Because we have not used asynchronous IO in sioux, it will be very difficult to obtain good performance using the user-level threads. In some cases, it may be difficult to even get correct behavior at all times (e.g., if no new requests are sent, existing requests may not be serviced at all). We recommend using kernel-level (i.e. pthreads) threads for this part.

Testing your webserver

To test the webserver you will need to have multiple clients access it simultaneously. To do this use the wget utility, which downloads a file using its URL. You can use the following shell script test.csh, but change the hostname and port number so that wget requests a file from your webserver. In the file below my server was running on machine royal21 using port 9493. Log onto several different machines (e.g. ssh royal13 in one XTerm and ssh royal27 in another) and run test.csh (simultaneously) from each. You can adjust the number of iterations to make the script run longer or shorter.
#!/s/std/bin/tcsh

set i=0
while ( $i < 100 )
        wget http://royal21.cs.wisc.edu:9493 -O temp &
        set i = `expr $i + 1`
end
Type chmod u+x test.csh at the prompt to make test.csh executable. Type ./test.csh to run the script.

Handin

In your top-level simplethreads directory, run make dist. This will produce a file named simplethreads-1.10.tar.gz. Run tar tvzf simplethreads-1.10.tar.gz and check to make sure all simplethreads files, and any new files you have added, are listed. Copy the tar.gz file to ~cs537-2/handin/NAME/p2 where NAME is the login name of one member of your team. Hand in one copy per group. After the deadline you will lose permissions to write to your handin directory. Remember that late projects are not accepted. Plan accordingly.

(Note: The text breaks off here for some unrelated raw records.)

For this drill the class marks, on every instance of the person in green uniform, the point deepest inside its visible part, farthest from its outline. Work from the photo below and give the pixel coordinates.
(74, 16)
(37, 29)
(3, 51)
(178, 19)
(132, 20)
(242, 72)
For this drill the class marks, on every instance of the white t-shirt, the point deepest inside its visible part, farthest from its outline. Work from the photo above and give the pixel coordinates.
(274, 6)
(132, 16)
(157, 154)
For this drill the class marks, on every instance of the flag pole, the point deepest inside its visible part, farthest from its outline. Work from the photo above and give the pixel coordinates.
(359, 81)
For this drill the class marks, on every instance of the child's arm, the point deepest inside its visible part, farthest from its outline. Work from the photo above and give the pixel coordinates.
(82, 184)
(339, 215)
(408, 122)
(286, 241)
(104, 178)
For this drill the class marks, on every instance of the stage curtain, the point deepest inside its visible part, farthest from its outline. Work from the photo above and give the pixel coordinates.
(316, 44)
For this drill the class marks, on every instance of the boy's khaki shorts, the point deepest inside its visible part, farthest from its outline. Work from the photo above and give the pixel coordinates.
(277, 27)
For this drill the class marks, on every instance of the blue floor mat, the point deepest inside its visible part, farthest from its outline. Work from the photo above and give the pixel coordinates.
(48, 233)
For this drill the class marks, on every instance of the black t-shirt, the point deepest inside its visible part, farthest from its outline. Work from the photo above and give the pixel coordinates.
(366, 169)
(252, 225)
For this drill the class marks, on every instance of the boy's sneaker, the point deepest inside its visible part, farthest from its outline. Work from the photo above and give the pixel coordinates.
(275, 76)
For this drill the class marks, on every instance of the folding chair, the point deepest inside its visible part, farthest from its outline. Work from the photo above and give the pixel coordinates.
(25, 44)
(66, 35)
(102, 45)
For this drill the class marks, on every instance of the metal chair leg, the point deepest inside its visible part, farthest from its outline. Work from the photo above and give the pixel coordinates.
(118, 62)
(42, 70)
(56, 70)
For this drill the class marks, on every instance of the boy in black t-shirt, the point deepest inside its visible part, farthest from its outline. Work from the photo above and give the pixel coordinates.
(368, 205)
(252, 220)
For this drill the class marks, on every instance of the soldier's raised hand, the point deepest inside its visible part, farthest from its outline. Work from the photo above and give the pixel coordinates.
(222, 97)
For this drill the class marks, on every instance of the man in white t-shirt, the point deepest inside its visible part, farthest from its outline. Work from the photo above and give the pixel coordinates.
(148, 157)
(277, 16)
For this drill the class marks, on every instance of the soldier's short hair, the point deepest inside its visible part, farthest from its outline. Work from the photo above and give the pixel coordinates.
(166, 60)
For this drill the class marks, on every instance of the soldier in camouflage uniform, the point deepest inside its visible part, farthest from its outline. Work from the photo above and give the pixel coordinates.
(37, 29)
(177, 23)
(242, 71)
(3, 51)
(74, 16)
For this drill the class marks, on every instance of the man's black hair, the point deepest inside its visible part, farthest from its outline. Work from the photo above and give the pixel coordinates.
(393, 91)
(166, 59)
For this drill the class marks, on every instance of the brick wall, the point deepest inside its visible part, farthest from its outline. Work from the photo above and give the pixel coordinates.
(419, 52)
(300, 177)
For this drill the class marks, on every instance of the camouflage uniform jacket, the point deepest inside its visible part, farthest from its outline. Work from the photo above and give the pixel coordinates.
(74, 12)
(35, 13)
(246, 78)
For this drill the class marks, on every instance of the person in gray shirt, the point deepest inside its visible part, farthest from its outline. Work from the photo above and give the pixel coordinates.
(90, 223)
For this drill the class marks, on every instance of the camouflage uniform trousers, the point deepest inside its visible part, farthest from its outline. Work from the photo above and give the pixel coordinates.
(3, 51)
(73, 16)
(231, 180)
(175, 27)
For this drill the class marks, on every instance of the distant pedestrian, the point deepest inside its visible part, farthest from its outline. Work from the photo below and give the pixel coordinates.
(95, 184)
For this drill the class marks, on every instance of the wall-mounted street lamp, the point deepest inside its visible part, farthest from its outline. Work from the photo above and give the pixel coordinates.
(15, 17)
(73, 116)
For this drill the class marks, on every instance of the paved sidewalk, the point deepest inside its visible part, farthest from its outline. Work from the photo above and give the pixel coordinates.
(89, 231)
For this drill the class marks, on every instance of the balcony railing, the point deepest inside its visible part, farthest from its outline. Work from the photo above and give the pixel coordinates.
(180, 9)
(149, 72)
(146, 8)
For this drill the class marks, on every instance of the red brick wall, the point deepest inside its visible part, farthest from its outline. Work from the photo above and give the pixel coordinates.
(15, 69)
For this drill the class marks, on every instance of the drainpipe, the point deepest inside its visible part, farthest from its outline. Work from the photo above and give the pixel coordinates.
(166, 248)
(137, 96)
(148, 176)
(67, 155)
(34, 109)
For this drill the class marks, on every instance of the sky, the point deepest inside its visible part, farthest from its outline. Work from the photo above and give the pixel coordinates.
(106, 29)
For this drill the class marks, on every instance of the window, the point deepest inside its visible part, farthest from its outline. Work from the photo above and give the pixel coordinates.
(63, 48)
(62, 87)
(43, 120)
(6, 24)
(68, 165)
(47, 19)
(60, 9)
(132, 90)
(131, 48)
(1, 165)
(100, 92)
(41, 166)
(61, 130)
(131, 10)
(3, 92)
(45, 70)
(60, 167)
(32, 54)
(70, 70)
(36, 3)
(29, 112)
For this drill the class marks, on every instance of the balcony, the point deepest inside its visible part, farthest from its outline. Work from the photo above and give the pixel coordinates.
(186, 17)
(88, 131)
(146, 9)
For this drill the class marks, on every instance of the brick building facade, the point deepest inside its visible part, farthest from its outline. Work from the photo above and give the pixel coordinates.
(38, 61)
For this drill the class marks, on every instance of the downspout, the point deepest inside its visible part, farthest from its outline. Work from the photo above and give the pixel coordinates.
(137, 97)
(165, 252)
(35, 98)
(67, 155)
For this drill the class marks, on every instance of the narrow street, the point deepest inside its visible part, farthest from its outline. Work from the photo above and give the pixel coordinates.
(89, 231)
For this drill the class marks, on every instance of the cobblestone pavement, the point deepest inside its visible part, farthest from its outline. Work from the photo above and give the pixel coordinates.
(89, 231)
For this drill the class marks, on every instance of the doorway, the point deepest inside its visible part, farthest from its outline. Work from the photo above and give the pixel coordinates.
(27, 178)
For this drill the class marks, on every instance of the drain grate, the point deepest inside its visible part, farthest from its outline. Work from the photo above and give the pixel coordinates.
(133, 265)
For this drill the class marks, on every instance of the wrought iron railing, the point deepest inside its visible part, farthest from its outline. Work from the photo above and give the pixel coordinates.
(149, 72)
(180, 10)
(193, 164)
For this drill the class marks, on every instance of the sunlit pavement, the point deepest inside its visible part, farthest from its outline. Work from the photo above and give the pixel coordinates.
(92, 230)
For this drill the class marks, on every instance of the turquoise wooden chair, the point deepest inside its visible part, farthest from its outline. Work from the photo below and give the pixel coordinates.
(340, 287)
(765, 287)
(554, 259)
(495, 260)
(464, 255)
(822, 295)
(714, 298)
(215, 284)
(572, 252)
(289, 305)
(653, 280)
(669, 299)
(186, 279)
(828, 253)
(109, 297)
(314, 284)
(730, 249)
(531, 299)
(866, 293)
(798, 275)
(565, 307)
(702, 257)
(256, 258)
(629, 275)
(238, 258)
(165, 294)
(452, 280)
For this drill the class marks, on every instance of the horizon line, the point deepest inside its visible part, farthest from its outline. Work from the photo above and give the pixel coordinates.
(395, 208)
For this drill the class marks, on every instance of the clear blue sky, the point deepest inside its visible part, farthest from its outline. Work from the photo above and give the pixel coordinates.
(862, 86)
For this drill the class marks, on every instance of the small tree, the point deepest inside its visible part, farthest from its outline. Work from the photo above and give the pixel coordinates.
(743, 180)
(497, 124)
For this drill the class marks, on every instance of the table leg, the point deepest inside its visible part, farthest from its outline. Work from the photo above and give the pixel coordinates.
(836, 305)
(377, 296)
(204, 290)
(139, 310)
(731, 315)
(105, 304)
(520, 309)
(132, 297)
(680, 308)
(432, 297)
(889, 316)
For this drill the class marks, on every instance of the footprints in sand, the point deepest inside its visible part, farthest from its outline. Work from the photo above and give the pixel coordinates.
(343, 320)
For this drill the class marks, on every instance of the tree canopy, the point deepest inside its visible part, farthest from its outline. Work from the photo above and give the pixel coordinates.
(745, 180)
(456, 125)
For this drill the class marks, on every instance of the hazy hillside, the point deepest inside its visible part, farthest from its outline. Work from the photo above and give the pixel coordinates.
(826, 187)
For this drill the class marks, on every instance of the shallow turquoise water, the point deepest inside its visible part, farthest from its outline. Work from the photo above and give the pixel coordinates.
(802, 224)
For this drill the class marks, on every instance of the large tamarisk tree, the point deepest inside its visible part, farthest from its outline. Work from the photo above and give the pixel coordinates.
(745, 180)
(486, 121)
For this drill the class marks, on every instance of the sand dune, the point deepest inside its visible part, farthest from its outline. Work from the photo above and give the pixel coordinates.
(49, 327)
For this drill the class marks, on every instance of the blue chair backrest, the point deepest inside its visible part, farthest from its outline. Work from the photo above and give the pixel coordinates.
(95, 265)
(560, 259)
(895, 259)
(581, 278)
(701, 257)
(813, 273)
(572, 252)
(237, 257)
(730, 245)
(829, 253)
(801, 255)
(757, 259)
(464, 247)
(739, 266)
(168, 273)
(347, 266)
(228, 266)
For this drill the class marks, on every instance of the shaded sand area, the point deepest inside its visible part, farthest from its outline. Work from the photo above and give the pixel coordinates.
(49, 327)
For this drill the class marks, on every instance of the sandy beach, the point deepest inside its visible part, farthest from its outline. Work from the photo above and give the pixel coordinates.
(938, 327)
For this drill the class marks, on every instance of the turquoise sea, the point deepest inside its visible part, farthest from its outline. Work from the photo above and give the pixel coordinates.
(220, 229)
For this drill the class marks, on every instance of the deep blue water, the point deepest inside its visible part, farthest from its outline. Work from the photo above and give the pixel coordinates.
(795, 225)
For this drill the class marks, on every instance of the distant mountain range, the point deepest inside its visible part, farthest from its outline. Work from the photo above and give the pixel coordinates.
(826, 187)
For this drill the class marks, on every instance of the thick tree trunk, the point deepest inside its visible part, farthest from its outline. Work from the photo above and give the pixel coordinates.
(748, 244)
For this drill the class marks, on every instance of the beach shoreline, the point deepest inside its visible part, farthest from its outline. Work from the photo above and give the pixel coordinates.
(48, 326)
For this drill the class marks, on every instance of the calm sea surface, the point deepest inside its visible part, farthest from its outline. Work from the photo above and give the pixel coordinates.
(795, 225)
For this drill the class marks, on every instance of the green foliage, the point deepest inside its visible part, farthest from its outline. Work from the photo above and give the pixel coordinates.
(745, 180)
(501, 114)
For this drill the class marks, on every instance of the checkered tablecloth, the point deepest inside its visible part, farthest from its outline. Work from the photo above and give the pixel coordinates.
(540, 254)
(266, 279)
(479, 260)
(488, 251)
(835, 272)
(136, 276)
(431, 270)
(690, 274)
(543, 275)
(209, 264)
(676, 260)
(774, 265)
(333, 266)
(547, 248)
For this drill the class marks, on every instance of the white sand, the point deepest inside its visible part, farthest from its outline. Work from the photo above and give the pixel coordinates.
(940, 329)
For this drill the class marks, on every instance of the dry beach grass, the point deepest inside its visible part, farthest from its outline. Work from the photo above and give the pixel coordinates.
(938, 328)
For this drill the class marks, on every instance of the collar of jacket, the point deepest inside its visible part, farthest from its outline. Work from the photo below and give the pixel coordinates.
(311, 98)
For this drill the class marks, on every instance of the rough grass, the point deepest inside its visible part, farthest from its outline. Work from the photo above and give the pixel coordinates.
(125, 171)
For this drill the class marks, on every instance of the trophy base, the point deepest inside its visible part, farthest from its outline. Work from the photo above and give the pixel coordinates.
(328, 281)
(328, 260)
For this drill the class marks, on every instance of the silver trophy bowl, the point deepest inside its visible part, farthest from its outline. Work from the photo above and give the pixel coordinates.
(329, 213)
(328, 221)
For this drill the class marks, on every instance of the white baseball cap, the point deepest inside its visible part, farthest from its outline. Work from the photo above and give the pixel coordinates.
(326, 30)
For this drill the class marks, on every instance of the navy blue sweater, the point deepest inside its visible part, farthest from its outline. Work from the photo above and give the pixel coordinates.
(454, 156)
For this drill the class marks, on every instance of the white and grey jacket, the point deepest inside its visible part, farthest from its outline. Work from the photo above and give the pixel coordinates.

As with the first project, most of your grade will be determined by how well your implementation works. We will run your code on a suite of test cases, some will test correct execution, other error cases. Exercise your program's capabilities thoroughly (read try to break it). Develop on whichever system you like, though make sure your code works on an emperor or royal machine as that is where it will be tested.